Sunday, May 22, 2016

HOME SICK

Has anyone ever died because they had to leave their home ?  I actually feel I am going to die. Or is it that I wish I could die? Or is it that I am feeling so poorly that I want to die? 
I do believe it is ALL of the above !

I have become physically sick over leaving this house. I've got this horrible condition where I can not wear makeup because my eyes continue to leak at arbitrary moments and I can't catch my breath. Water pours down my face and sobs make it hard for me to breathe.  This can occur as I am in the middle of Publix, while driving down the road or even in the middle of chatting with someone at Starbucks.
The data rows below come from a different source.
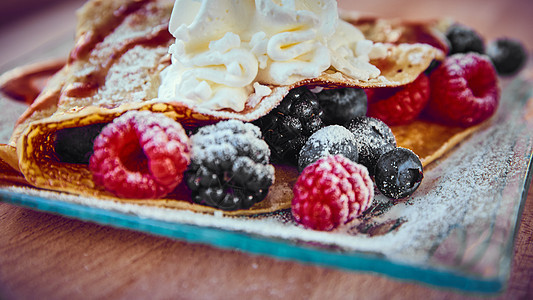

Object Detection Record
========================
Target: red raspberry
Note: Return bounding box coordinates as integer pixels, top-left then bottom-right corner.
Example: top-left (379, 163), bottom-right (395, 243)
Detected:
top-left (428, 53), bottom-right (500, 127)
top-left (89, 111), bottom-right (190, 199)
top-left (292, 155), bottom-right (374, 231)
top-left (366, 73), bottom-right (430, 126)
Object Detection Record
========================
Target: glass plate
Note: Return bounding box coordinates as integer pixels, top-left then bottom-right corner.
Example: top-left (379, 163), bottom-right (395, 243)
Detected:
top-left (0, 34), bottom-right (533, 293)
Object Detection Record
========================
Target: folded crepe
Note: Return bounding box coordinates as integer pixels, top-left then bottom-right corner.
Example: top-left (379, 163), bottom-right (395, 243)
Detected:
top-left (0, 0), bottom-right (473, 215)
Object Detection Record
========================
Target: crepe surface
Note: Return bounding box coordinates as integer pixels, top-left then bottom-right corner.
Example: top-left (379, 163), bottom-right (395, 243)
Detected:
top-left (0, 0), bottom-right (482, 215)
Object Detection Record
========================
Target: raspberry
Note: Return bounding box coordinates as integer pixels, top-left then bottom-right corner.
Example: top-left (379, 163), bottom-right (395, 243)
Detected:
top-left (366, 74), bottom-right (430, 126)
top-left (427, 53), bottom-right (500, 127)
top-left (89, 111), bottom-right (190, 199)
top-left (291, 155), bottom-right (374, 231)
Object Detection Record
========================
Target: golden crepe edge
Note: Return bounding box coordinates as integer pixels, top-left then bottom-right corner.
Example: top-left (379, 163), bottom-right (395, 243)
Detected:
top-left (0, 0), bottom-right (482, 215)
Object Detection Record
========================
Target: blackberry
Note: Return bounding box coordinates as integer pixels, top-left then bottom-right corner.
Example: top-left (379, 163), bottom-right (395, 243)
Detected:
top-left (53, 123), bottom-right (107, 164)
top-left (374, 148), bottom-right (424, 199)
top-left (446, 24), bottom-right (485, 55)
top-left (298, 125), bottom-right (358, 172)
top-left (186, 120), bottom-right (274, 210)
top-left (316, 88), bottom-right (368, 125)
top-left (254, 87), bottom-right (324, 165)
top-left (487, 38), bottom-right (527, 76)
top-left (346, 117), bottom-right (396, 175)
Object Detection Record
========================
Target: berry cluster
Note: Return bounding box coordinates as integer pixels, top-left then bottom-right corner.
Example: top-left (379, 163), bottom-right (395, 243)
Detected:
top-left (79, 21), bottom-right (527, 231)
top-left (446, 24), bottom-right (527, 76)
top-left (88, 111), bottom-right (274, 210)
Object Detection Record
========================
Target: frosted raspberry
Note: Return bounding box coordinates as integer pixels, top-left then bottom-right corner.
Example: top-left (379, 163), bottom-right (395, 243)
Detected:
top-left (427, 53), bottom-right (500, 127)
top-left (89, 111), bottom-right (190, 199)
top-left (291, 155), bottom-right (374, 231)
top-left (366, 73), bottom-right (430, 126)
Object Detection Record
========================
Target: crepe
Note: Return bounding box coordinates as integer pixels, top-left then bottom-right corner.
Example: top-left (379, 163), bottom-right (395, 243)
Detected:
top-left (0, 0), bottom-right (470, 215)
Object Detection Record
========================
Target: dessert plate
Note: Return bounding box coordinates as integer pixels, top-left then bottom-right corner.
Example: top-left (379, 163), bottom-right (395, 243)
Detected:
top-left (0, 33), bottom-right (533, 293)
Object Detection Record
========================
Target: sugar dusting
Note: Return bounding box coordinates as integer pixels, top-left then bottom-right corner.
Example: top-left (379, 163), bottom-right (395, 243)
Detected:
top-left (2, 71), bottom-right (533, 274)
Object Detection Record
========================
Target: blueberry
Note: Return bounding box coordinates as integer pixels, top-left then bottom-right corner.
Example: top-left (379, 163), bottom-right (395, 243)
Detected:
top-left (253, 86), bottom-right (324, 165)
top-left (317, 88), bottom-right (367, 125)
top-left (346, 117), bottom-right (396, 175)
top-left (446, 24), bottom-right (485, 54)
top-left (374, 148), bottom-right (424, 199)
top-left (298, 125), bottom-right (358, 172)
top-left (487, 38), bottom-right (527, 76)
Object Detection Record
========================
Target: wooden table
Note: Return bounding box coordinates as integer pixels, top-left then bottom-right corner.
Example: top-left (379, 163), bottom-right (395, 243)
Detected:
top-left (0, 0), bottom-right (533, 299)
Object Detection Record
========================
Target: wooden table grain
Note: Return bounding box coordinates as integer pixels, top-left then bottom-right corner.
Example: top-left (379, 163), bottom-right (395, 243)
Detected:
top-left (0, 0), bottom-right (533, 299)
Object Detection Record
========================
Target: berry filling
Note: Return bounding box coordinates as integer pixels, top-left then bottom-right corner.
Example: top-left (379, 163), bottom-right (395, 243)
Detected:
top-left (427, 53), bottom-right (500, 127)
top-left (291, 155), bottom-right (374, 231)
top-left (89, 111), bottom-right (190, 199)
top-left (186, 120), bottom-right (274, 210)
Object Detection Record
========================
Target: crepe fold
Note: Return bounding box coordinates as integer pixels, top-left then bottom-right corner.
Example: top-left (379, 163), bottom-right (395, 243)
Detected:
top-left (0, 0), bottom-right (446, 215)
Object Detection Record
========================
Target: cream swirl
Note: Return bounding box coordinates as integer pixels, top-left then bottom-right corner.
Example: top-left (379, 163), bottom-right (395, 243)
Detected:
top-left (159, 0), bottom-right (379, 111)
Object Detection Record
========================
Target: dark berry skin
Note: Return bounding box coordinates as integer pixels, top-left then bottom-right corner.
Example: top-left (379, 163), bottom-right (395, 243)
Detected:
top-left (317, 88), bottom-right (367, 125)
top-left (374, 148), bottom-right (424, 199)
top-left (487, 38), bottom-right (527, 76)
top-left (254, 87), bottom-right (324, 165)
top-left (346, 117), bottom-right (396, 175)
top-left (54, 123), bottom-right (107, 164)
top-left (446, 24), bottom-right (485, 55)
top-left (185, 120), bottom-right (274, 210)
top-left (298, 125), bottom-right (358, 172)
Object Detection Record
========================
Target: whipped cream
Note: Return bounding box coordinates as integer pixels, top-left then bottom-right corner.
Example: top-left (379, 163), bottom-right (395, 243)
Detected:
top-left (159, 0), bottom-right (385, 111)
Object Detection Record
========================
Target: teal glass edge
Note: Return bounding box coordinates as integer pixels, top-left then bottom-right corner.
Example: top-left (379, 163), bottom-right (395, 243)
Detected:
top-left (0, 189), bottom-right (516, 294)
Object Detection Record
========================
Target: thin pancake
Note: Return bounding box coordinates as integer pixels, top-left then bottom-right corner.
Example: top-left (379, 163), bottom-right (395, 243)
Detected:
top-left (0, 0), bottom-right (474, 215)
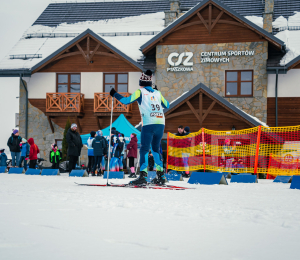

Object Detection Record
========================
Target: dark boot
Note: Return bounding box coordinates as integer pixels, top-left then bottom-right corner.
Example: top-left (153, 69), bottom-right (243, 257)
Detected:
top-left (129, 172), bottom-right (147, 185)
top-left (151, 172), bottom-right (167, 185)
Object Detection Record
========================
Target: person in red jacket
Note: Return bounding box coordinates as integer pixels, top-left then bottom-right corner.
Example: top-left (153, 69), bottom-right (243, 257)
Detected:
top-left (127, 133), bottom-right (137, 178)
top-left (27, 138), bottom-right (40, 169)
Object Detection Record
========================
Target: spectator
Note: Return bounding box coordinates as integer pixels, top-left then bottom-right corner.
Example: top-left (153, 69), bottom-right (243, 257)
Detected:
top-left (148, 150), bottom-right (154, 171)
top-left (49, 144), bottom-right (61, 169)
top-left (66, 124), bottom-right (83, 172)
top-left (28, 138), bottom-right (40, 169)
top-left (87, 131), bottom-right (96, 173)
top-left (176, 125), bottom-right (185, 136)
top-left (223, 139), bottom-right (235, 170)
top-left (0, 149), bottom-right (7, 167)
top-left (127, 133), bottom-right (138, 178)
top-left (7, 129), bottom-right (22, 167)
top-left (92, 130), bottom-right (107, 176)
top-left (19, 138), bottom-right (29, 171)
top-left (183, 126), bottom-right (190, 135)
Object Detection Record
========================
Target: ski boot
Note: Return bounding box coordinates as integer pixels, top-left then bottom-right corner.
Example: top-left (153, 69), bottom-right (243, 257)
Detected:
top-left (128, 172), bottom-right (137, 178)
top-left (151, 171), bottom-right (167, 185)
top-left (129, 171), bottom-right (147, 186)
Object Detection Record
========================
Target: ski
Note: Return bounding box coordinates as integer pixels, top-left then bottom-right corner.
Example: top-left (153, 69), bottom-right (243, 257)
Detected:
top-left (75, 182), bottom-right (193, 190)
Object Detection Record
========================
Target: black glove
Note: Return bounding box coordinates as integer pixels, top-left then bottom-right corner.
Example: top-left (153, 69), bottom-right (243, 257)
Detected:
top-left (109, 88), bottom-right (117, 97)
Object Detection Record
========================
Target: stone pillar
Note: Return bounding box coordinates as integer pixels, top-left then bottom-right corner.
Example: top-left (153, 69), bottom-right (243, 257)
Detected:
top-left (264, 0), bottom-right (274, 33)
top-left (165, 0), bottom-right (181, 27)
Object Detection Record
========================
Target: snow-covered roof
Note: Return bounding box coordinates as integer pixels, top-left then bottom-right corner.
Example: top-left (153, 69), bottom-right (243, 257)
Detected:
top-left (0, 12), bottom-right (164, 70)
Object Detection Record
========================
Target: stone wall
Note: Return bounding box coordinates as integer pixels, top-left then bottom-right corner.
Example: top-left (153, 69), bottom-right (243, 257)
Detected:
top-left (19, 81), bottom-right (87, 166)
top-left (156, 42), bottom-right (268, 122)
top-left (263, 0), bottom-right (274, 33)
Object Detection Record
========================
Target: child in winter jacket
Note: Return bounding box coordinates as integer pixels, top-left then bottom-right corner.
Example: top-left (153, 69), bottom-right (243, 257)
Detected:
top-left (28, 138), bottom-right (40, 169)
top-left (19, 138), bottom-right (29, 171)
top-left (49, 144), bottom-right (61, 169)
top-left (0, 149), bottom-right (7, 166)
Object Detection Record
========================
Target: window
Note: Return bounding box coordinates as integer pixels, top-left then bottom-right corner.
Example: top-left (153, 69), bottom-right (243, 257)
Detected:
top-left (104, 73), bottom-right (128, 93)
top-left (225, 70), bottom-right (253, 97)
top-left (55, 139), bottom-right (62, 150)
top-left (56, 73), bottom-right (80, 93)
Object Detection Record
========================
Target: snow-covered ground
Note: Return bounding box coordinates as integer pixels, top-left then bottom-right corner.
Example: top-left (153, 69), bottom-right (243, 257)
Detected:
top-left (0, 174), bottom-right (300, 260)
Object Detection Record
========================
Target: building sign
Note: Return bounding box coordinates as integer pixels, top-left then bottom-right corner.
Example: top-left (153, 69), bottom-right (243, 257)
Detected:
top-left (201, 51), bottom-right (255, 63)
top-left (167, 51), bottom-right (255, 72)
top-left (167, 52), bottom-right (194, 72)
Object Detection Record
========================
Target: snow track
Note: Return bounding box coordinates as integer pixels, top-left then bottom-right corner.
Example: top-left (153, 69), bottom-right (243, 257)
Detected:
top-left (0, 174), bottom-right (300, 260)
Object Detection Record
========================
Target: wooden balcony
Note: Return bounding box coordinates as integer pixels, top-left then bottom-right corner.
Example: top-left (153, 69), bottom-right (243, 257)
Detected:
top-left (94, 93), bottom-right (132, 117)
top-left (46, 93), bottom-right (84, 117)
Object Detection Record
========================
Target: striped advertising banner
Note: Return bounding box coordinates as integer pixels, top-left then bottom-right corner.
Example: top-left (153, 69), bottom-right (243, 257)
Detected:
top-left (167, 126), bottom-right (300, 175)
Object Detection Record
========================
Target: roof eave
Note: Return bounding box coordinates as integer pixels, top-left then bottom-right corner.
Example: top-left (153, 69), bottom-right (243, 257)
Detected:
top-left (140, 0), bottom-right (285, 53)
top-left (31, 29), bottom-right (143, 72)
top-left (0, 69), bottom-right (31, 78)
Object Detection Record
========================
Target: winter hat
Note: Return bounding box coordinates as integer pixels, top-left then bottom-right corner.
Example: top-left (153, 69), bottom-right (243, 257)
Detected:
top-left (139, 70), bottom-right (152, 87)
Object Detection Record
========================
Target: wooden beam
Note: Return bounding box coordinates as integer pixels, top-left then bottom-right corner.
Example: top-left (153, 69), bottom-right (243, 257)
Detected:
top-left (174, 19), bottom-right (246, 32)
top-left (202, 100), bottom-right (217, 123)
top-left (47, 116), bottom-right (54, 134)
top-left (76, 43), bottom-right (89, 65)
top-left (208, 4), bottom-right (212, 34)
top-left (199, 92), bottom-right (203, 128)
top-left (86, 36), bottom-right (91, 62)
top-left (197, 12), bottom-right (209, 31)
top-left (186, 101), bottom-right (201, 123)
top-left (210, 11), bottom-right (224, 31)
top-left (166, 109), bottom-right (239, 122)
top-left (76, 116), bottom-right (82, 133)
top-left (90, 43), bottom-right (101, 60)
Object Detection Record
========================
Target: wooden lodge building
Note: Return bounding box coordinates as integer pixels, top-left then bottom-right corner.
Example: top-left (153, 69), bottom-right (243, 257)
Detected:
top-left (0, 0), bottom-right (300, 162)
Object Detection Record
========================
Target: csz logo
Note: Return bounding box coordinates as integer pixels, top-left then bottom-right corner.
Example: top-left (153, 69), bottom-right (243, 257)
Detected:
top-left (167, 52), bottom-right (194, 71)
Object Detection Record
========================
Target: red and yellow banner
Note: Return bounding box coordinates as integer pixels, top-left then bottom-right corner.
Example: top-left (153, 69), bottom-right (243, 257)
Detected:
top-left (167, 126), bottom-right (300, 175)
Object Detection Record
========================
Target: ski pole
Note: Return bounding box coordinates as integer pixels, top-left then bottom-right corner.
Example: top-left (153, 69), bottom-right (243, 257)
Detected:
top-left (106, 97), bottom-right (114, 186)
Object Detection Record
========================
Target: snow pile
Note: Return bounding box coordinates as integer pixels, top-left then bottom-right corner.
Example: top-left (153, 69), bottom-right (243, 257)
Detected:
top-left (230, 103), bottom-right (269, 127)
top-left (0, 174), bottom-right (300, 260)
top-left (245, 15), bottom-right (264, 28)
top-left (273, 16), bottom-right (288, 31)
top-left (276, 30), bottom-right (300, 66)
top-left (0, 12), bottom-right (164, 69)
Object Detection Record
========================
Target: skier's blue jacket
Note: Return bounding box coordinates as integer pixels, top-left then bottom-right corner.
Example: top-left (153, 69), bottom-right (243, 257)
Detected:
top-left (114, 86), bottom-right (170, 126)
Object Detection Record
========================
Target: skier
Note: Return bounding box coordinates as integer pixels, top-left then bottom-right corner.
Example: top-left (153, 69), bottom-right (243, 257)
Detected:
top-left (119, 134), bottom-right (126, 171)
top-left (110, 70), bottom-right (169, 185)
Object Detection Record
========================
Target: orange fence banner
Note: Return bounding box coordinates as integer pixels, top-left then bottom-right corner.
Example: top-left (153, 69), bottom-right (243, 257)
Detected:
top-left (167, 126), bottom-right (300, 175)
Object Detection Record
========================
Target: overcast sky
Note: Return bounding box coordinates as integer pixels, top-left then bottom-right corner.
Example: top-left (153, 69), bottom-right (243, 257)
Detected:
top-left (0, 0), bottom-right (51, 154)
top-left (0, 0), bottom-right (51, 60)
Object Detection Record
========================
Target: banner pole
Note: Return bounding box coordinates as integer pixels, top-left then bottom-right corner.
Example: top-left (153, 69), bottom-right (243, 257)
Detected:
top-left (254, 125), bottom-right (261, 179)
top-left (267, 153), bottom-right (272, 179)
top-left (166, 132), bottom-right (170, 173)
top-left (202, 127), bottom-right (206, 172)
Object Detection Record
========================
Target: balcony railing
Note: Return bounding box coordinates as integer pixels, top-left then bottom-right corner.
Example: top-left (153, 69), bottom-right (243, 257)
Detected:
top-left (94, 93), bottom-right (132, 113)
top-left (46, 93), bottom-right (84, 113)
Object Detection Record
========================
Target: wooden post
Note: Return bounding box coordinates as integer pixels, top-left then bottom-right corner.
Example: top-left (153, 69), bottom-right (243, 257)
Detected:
top-left (202, 128), bottom-right (206, 172)
top-left (254, 125), bottom-right (261, 178)
top-left (267, 154), bottom-right (272, 179)
top-left (166, 132), bottom-right (170, 173)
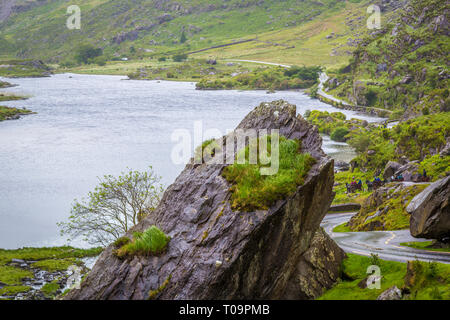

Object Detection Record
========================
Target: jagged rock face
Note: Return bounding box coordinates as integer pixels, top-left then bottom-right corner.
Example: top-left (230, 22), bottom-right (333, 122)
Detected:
top-left (383, 161), bottom-right (402, 180)
top-left (65, 101), bottom-right (345, 299)
top-left (406, 176), bottom-right (450, 240)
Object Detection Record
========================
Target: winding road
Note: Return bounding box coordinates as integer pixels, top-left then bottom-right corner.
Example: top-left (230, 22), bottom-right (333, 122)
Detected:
top-left (321, 212), bottom-right (450, 263)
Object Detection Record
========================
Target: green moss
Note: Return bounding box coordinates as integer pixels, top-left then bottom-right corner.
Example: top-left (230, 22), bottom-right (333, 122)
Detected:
top-left (114, 226), bottom-right (170, 258)
top-left (222, 136), bottom-right (315, 211)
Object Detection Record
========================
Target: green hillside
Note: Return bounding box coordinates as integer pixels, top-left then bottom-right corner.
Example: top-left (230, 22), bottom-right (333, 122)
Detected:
top-left (0, 0), bottom-right (368, 63)
top-left (327, 0), bottom-right (450, 118)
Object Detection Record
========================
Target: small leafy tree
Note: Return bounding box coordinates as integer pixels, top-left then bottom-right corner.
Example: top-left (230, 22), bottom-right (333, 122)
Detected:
top-left (180, 30), bottom-right (187, 43)
top-left (75, 44), bottom-right (103, 63)
top-left (58, 167), bottom-right (163, 246)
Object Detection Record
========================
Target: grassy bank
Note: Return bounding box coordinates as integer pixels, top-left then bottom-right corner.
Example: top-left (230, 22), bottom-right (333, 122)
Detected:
top-left (400, 241), bottom-right (450, 252)
top-left (0, 246), bottom-right (102, 299)
top-left (0, 106), bottom-right (33, 121)
top-left (319, 254), bottom-right (450, 300)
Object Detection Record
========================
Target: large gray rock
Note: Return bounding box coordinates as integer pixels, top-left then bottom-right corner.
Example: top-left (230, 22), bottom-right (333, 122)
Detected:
top-left (406, 176), bottom-right (450, 240)
top-left (383, 161), bottom-right (402, 180)
top-left (377, 286), bottom-right (402, 300)
top-left (65, 100), bottom-right (345, 299)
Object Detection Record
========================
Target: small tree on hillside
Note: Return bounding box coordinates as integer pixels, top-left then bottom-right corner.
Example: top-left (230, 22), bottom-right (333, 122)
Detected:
top-left (58, 167), bottom-right (163, 246)
top-left (75, 44), bottom-right (103, 63)
top-left (180, 30), bottom-right (187, 43)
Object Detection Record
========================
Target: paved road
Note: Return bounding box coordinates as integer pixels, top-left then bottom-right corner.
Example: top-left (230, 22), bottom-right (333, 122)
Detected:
top-left (321, 213), bottom-right (450, 263)
top-left (226, 59), bottom-right (291, 68)
top-left (317, 72), bottom-right (347, 104)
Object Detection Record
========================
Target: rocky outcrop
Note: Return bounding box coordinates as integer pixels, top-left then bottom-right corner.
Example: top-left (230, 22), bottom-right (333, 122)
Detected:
top-left (377, 286), bottom-right (402, 300)
top-left (65, 100), bottom-right (345, 299)
top-left (406, 176), bottom-right (450, 240)
top-left (383, 161), bottom-right (402, 180)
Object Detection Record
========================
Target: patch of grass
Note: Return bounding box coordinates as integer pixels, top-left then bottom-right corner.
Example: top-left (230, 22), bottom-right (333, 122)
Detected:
top-left (196, 66), bottom-right (321, 90)
top-left (113, 237), bottom-right (131, 248)
top-left (400, 241), bottom-right (450, 252)
top-left (0, 265), bottom-right (34, 285)
top-left (114, 226), bottom-right (170, 258)
top-left (0, 286), bottom-right (31, 296)
top-left (0, 92), bottom-right (27, 102)
top-left (319, 253), bottom-right (450, 300)
top-left (0, 59), bottom-right (50, 78)
top-left (222, 136), bottom-right (315, 211)
top-left (31, 258), bottom-right (80, 272)
top-left (41, 280), bottom-right (60, 297)
top-left (0, 106), bottom-right (31, 121)
top-left (0, 246), bottom-right (103, 266)
top-left (319, 253), bottom-right (406, 300)
top-left (333, 222), bottom-right (352, 232)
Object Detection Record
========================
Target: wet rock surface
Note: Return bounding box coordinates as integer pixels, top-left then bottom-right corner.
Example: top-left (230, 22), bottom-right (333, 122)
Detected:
top-left (406, 176), bottom-right (450, 240)
top-left (65, 100), bottom-right (345, 299)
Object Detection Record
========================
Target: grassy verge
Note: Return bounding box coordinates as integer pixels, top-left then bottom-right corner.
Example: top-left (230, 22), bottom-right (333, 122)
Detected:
top-left (0, 59), bottom-right (51, 78)
top-left (333, 222), bottom-right (352, 232)
top-left (0, 92), bottom-right (28, 102)
top-left (400, 241), bottom-right (450, 252)
top-left (319, 254), bottom-right (450, 300)
top-left (0, 246), bottom-right (102, 297)
top-left (222, 136), bottom-right (315, 211)
top-left (0, 106), bottom-right (32, 121)
top-left (348, 183), bottom-right (428, 231)
top-left (114, 226), bottom-right (170, 258)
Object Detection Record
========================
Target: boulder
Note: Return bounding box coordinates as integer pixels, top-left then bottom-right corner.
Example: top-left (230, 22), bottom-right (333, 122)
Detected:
top-left (439, 137), bottom-right (450, 158)
top-left (64, 100), bottom-right (345, 299)
top-left (377, 286), bottom-right (402, 300)
top-left (383, 161), bottom-right (402, 180)
top-left (394, 161), bottom-right (419, 182)
top-left (406, 176), bottom-right (450, 240)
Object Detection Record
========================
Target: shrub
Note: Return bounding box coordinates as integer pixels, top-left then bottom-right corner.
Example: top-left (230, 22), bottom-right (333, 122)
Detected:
top-left (75, 44), bottom-right (102, 63)
top-left (115, 226), bottom-right (170, 258)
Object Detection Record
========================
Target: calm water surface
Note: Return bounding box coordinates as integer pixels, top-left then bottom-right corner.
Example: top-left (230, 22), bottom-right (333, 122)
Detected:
top-left (0, 74), bottom-right (380, 248)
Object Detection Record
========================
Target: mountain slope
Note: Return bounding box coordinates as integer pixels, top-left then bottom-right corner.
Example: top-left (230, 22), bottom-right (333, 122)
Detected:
top-left (327, 0), bottom-right (450, 118)
top-left (0, 0), bottom-right (368, 62)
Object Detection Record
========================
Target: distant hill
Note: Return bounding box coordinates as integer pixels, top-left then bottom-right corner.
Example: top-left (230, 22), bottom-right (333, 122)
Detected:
top-left (0, 0), bottom-right (369, 64)
top-left (327, 0), bottom-right (450, 118)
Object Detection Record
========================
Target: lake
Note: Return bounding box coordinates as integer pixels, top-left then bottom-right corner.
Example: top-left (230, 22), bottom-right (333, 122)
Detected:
top-left (0, 74), bottom-right (380, 248)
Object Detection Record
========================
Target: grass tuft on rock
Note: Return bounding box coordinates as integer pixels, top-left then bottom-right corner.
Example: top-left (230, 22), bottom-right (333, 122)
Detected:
top-left (114, 226), bottom-right (170, 258)
top-left (222, 136), bottom-right (315, 211)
It is most embarrassing but it just catches me unaware at the oddest of times.  Then there are the stomach issues which I will not go into detail on but suffice to say I have emptied several bottles of Pepto Bismol and am working on the bottle of Imodium.  I'm really glad I had gone for my check ups at the gastro intestinal doctor or I would REALLY be concerned with the pains and nasty things going on down there.  Stress can do amazing things to a persons body.

The only thing unaffected by all this is my sleep. But then depression always put me into a stupor where I can sleep days on end like a bear hibernating.  If it wasn't for having to pack up my personal items and rid myself of almost EVERYTHING else I would be in bed under the covers from now until the day I had to move out.  

I don't think this ever occurred to my 2 oldest children when they came up with this brilliant plan to have me move NOW that I just am not ready yet.  I am being ripped from this place and every day is just like tearing a layer of skin off my body.  I cry constantly, I am physically ill over it but keep telling myself it is the RIGHT thing to do.  BUT if it's so right why does it hurt so very very much?